I brought a HP dv2000 series laptop a couple of years back and until recently it was working fine. But these days, it takes several attempts to boot the system. Even if it boots up successfully, the built-in wireless card doesn't work and after a couple of minutes the screen freezes displaying a weird distorted pattern of lines and grains.

A bit of googling revealed that there are many other folks with the same problem. The problem lies in the motherboard and over-heating of the NVidia graphics adaptor. HP has acknowledged this issue and has offered a HP Limited Warranty extension that expires after 24 months from the original purchase date. I came to know about this only after I started googling the issue. My laptop model and serial number qualifies for this limited warranty extension, but HP never communicated this to me even though they have my email address.

Unfortunately my laptop started giving trouble only recently and I'm well past the 24 month period.
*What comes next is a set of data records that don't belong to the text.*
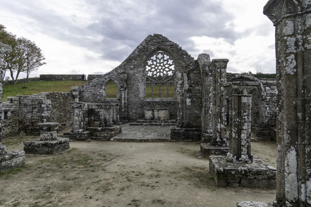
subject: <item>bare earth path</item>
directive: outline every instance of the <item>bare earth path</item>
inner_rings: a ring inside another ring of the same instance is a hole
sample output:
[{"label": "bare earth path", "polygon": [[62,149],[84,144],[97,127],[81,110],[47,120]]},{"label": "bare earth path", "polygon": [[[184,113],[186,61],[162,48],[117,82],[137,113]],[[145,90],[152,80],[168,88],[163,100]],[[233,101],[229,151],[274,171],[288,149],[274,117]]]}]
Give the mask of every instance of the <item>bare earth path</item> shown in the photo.
[{"label": "bare earth path", "polygon": [[[16,140],[4,144],[22,149]],[[219,207],[275,198],[274,190],[216,187],[208,161],[195,156],[198,143],[70,144],[58,155],[26,155],[25,167],[0,175],[0,206]],[[255,142],[252,150],[275,167],[275,144]]]}]

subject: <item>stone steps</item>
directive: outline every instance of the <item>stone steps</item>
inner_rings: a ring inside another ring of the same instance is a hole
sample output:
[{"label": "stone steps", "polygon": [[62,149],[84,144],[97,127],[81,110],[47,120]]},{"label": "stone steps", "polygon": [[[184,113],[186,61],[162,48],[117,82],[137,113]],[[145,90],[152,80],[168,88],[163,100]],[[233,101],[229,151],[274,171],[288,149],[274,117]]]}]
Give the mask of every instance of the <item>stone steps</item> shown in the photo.
[{"label": "stone steps", "polygon": [[138,120],[136,122],[130,123],[131,126],[171,126],[177,125],[176,120]]}]

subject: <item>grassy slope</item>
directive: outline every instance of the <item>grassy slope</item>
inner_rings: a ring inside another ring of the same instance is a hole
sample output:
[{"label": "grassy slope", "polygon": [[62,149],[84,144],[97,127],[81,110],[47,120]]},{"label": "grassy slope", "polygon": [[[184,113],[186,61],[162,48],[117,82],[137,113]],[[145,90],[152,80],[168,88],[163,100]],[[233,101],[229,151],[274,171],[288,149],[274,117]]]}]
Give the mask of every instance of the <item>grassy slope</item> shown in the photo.
[{"label": "grassy slope", "polygon": [[[69,92],[73,86],[82,86],[86,82],[73,80],[59,80],[59,81],[45,81],[39,80],[26,83],[18,83],[16,84],[4,85],[3,101],[6,101],[8,96],[16,96],[16,95],[32,95],[41,92]],[[109,82],[106,87],[106,92],[108,98],[116,98],[117,94],[116,84],[114,82]],[[147,86],[147,97],[151,98],[152,89],[150,86]],[[166,96],[166,87],[161,88],[162,96]],[[156,86],[154,89],[154,98],[159,97],[159,87]],[[169,89],[169,97],[174,97],[174,87],[170,85]]]},{"label": "grassy slope", "polygon": [[6,101],[8,96],[16,95],[32,95],[40,92],[67,92],[73,86],[81,86],[85,82],[74,80],[45,81],[39,80],[16,84],[4,85],[3,101]]}]

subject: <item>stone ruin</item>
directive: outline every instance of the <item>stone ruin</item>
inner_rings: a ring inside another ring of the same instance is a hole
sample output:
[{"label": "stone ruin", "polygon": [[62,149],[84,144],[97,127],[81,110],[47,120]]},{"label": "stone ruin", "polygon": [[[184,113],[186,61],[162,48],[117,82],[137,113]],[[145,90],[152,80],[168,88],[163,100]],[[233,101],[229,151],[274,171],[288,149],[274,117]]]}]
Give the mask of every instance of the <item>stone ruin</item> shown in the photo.
[{"label": "stone ruin", "polygon": [[[11,49],[0,42],[0,61],[2,61],[3,54]],[[6,151],[6,146],[1,143],[2,130],[2,70],[0,73],[0,172],[19,168],[25,164],[25,151]]]},{"label": "stone ruin", "polygon": [[[311,206],[311,2],[270,0],[264,13],[276,26],[276,81],[228,73],[227,59],[200,54],[195,60],[166,37],[149,35],[119,66],[72,89],[72,131],[65,136],[109,140],[121,132],[121,123],[171,125],[171,140],[202,141],[217,185],[276,186],[273,204],[238,206]],[[116,99],[106,94],[111,81]],[[48,99],[40,100],[49,117]],[[11,105],[6,104],[4,117]],[[252,157],[251,133],[276,140],[276,177],[275,169]],[[0,146],[1,170],[23,164],[23,151]]]},{"label": "stone ruin", "polygon": [[[166,37],[149,35],[119,66],[73,87],[73,130],[66,137],[109,140],[121,132],[120,123],[171,125],[171,140],[204,140],[205,156],[226,154],[228,99],[224,84],[238,77],[252,79],[264,91],[255,92],[252,99],[252,130],[259,139],[273,140],[275,82],[227,73],[228,62],[211,61],[207,54],[195,60]],[[117,86],[115,99],[106,95],[111,81]]]},{"label": "stone ruin", "polygon": [[69,149],[69,139],[57,137],[58,123],[39,123],[40,139],[24,142],[24,151],[27,153],[57,153]]},{"label": "stone ruin", "polygon": [[276,169],[253,158],[251,153],[251,94],[258,87],[254,82],[224,84],[230,106],[228,152],[226,156],[209,156],[209,172],[217,187],[276,187]]}]

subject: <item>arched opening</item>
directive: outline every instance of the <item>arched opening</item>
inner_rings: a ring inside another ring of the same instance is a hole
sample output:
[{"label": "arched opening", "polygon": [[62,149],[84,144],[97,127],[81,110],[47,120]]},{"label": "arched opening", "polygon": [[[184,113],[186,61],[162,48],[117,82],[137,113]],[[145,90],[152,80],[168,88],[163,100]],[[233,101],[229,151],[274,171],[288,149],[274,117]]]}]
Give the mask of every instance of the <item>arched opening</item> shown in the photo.
[{"label": "arched opening", "polygon": [[163,51],[154,53],[145,65],[146,98],[175,96],[175,64]]},{"label": "arched opening", "polygon": [[116,99],[118,97],[118,87],[114,80],[110,80],[105,87],[107,99]]}]

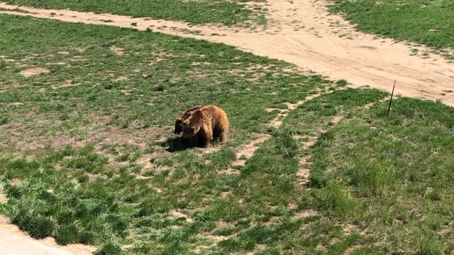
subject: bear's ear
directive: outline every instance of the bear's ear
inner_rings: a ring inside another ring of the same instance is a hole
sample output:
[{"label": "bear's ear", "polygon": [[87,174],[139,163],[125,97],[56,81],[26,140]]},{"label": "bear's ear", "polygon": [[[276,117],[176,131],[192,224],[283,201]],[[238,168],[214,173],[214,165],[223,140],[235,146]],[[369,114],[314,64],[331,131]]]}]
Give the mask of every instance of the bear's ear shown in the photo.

A call to HP was of no help. I tried to explain them that they had sold me a faulty product and that they are obliged to replace the motherboard for free. But they said that I do not qualify for the free service because I had purchased my laptop in Aug 2007 and hence was not within the 24 month period. Still I insisted that the laptop was OK during those 24 months and only recently it started giving me trouble. They failed to understand and accept my reasoning and said that they could service the laptop for ~$250. I understand that these days the life of laptops ismuch shorter, but still being asked to pay $250 for repairing a faulty product that was sold begs a dose of common sense.

I'm not surprised anymore by these tactics. One of the main reasons for the economic downturn and the recent financial turmoil was that business was being conducted with absolutely no ethics.

Mahakavi Bharathi once said:
"தனி ஒருவனுக்கு உணவில்லையெனில் ஜகத்தினை அழித்திடுவோம்"
(Even if a single man is to starve, let's destroy the world)

May sound like the words of a communist. But these companies should apply the same concept to their customers. Even if a single customer is genuinely unhappy or dissatisfied, money earned like this is as bad as money stolen.

This entry was posted on February 25, 2010 at Thursday, February 25, 2010 and is filed under . You can follow any responses to this entry through the comments feed .


I totally agree with your observation man! This says a lot about the character of the company and the personalities that lead it!

But there is another angle to it as well albeit unrelated to your case, Bharti-Walmart the Indian angle to the Walmart juggernaut, started with much fanfare in Punjab a year back. They had the same policy of a 90 day money back guarantee that they employ in US/Canada. Apparently it caught the imagination of so many punjabis that nearly 34% of things bought from Bharti-Walmart were either returned or exchanged, leading the firm to re-deploy bulk of its resources in engaging with exchange/return based transactions, where no value is added.

I believe, that this kind of return policy would never work in a country like ours.